In a discussion panel analyzing last week’s presidential election, Northwestern professors agreed the adaptability of the Democratic Party to changing demographics, campaigning techniques and social attitudes tipped votes in the party’s favor.
The Institute for Policy Research sponsored Monday’s forum, “Reflections on the 2012 Election,” during which participants analyzed election results.
The forum attracted an audience of more than 50 IPR faculty members and graduate students to Annenberg Hall. IPR spokeswoman Patricia Reese said the audience consisted of students and faculty from a variety of fields, including political science, anthropology, sociology and economics.
“It was a pretty diverse crowd,” she said.

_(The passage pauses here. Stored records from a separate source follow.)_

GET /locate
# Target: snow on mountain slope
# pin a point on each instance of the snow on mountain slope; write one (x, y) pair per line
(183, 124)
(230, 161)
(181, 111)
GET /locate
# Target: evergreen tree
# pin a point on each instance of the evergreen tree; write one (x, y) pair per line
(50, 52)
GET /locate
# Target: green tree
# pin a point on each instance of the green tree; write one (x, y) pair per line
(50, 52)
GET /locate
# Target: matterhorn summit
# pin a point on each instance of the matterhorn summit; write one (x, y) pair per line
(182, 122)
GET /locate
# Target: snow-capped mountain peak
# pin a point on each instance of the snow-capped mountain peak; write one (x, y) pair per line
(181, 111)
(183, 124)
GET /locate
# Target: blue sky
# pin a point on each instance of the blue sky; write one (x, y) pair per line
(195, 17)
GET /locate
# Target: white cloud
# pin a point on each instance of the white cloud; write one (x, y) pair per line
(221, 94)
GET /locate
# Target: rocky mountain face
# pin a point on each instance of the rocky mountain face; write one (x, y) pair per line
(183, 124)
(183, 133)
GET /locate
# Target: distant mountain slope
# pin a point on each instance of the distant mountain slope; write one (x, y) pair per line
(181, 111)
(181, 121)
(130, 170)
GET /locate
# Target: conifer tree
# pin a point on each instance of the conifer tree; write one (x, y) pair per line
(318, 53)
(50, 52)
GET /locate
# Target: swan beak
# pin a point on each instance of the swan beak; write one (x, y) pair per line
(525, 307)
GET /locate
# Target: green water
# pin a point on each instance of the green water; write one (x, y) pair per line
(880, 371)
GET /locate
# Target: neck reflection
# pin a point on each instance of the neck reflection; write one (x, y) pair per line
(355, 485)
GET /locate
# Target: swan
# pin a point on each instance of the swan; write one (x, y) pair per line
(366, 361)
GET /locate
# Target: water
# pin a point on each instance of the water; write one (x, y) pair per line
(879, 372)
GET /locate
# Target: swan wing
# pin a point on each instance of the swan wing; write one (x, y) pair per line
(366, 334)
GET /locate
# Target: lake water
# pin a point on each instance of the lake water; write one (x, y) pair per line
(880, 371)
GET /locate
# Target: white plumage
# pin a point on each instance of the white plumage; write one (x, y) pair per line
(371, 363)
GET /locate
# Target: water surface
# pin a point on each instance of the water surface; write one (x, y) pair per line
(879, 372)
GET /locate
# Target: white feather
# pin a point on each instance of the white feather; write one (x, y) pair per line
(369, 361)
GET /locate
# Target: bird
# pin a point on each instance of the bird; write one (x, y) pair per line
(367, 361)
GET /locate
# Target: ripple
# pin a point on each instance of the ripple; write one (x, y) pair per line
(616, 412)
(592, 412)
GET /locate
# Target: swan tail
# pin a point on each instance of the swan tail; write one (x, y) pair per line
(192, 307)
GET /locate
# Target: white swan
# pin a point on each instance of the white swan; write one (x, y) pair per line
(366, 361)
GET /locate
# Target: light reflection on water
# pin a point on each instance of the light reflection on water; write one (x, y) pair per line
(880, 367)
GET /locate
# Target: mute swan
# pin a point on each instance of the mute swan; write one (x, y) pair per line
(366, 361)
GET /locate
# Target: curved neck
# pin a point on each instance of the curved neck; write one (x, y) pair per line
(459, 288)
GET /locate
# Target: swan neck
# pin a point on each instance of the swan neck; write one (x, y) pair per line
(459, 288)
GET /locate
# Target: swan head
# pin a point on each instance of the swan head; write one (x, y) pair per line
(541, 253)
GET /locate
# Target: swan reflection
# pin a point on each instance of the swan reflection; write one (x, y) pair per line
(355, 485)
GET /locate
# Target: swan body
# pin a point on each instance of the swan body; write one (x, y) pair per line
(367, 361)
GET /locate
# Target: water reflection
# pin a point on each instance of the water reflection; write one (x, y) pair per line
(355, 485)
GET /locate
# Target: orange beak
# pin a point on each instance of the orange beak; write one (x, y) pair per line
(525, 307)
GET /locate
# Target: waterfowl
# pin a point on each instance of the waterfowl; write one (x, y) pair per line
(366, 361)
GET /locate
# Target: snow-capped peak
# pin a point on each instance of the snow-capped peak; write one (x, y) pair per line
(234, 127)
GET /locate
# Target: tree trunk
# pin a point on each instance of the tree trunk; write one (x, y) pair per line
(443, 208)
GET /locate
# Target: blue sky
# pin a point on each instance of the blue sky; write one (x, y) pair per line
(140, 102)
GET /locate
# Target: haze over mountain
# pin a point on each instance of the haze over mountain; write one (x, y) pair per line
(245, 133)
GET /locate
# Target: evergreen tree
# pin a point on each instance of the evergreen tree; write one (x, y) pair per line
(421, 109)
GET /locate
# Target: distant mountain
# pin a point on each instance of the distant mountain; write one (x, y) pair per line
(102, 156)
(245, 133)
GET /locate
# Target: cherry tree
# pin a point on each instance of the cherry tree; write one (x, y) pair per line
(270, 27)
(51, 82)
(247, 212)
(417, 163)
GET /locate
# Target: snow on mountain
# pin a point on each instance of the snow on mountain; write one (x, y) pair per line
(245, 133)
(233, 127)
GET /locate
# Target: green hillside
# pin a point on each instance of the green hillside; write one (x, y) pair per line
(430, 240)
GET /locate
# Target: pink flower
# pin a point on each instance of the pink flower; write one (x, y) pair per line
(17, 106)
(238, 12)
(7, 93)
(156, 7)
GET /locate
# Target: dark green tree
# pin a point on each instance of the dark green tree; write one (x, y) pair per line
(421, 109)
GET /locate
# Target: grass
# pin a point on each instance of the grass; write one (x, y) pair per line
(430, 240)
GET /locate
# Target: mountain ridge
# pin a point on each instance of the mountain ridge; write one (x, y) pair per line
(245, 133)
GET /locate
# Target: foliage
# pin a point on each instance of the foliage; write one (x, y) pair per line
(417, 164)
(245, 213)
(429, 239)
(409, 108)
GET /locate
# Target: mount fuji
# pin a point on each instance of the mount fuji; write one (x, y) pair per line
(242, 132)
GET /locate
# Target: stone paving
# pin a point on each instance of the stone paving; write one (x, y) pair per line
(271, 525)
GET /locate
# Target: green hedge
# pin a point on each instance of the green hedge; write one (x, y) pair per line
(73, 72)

Tove Eliasson, a graduate student visiting NU from Sweden, said she attended the forum because she is interested in American politics.
“I think it’s interesting to listen to real political scientists and not journalists,” she said.
IPR fellow and political science Prof. James Druckman moderated the event, which featured a panel of three other IPR professors. Druckman stressed the importance of particular swing states in this year’s election.
He explained that if 300,000 votes, or one-tenth the electorate, had voted differently in four key states — Florida, Ohio, Virginia and New Hampshire — former Massachusetts Gov. Mitt Romney could have been elected president.
“This was a very close election,” Druckman said.
However, panelist and political science Prof. Benjamin Page said increasing populations of minorities that overwhelmingly voted for President Barack Obama on Nov. 6 are tipping the demographic composition of the country in the Democrats’ favor.
“If you add up minorities of all sorts, Republicans have lots of reasons to worry,” he said.
Panelist and sociology Prof. Monica Prasad said exit poll data from The New York Times indicates voters are split along racial lines. She showed pie charts demonstrating an overwhelming majority of non-whites voted for Obama, while the majority of whites voted for Romney.
“This election shows that we have not gotten over our racial divisions at all,” she said.
Page said another major problem facing Republicans and what may be “the biggest single story of the election” was the influence of the ultra-conservative Tea Party.
“The Tea Party crashed and burned in a major way,” he said. “I think the Tea Party had a whole lot to do with Republican losses of the presidency and the Senate.”
The Tea Party has driven the social policies of the Republican Party too far to the right to win national elections, he said.
“Even though moderate Mitt came out looking pretty good to most voters, he was still stuck with having opposed the DREAM Act, having said some bizarre things about (women’s issues),” he said.
Panelist and political science Prof. Daniel Galvin echoed this sentiment. He said that while he believes parties adapt to the changing electorate, the nominating process impedes change within the parties.
The forum also addressed the campaigns’ different approaches for influencing voter turnout — persuasion versus mobilization.
“It might be very hard now, given the vast amount of media choice that people have, to directly be able to persuade them,” Druckman said. “We might see more effort toward mobilization, and it seems to me at least in this election that that may have been one of the keys to Obama’s victory.”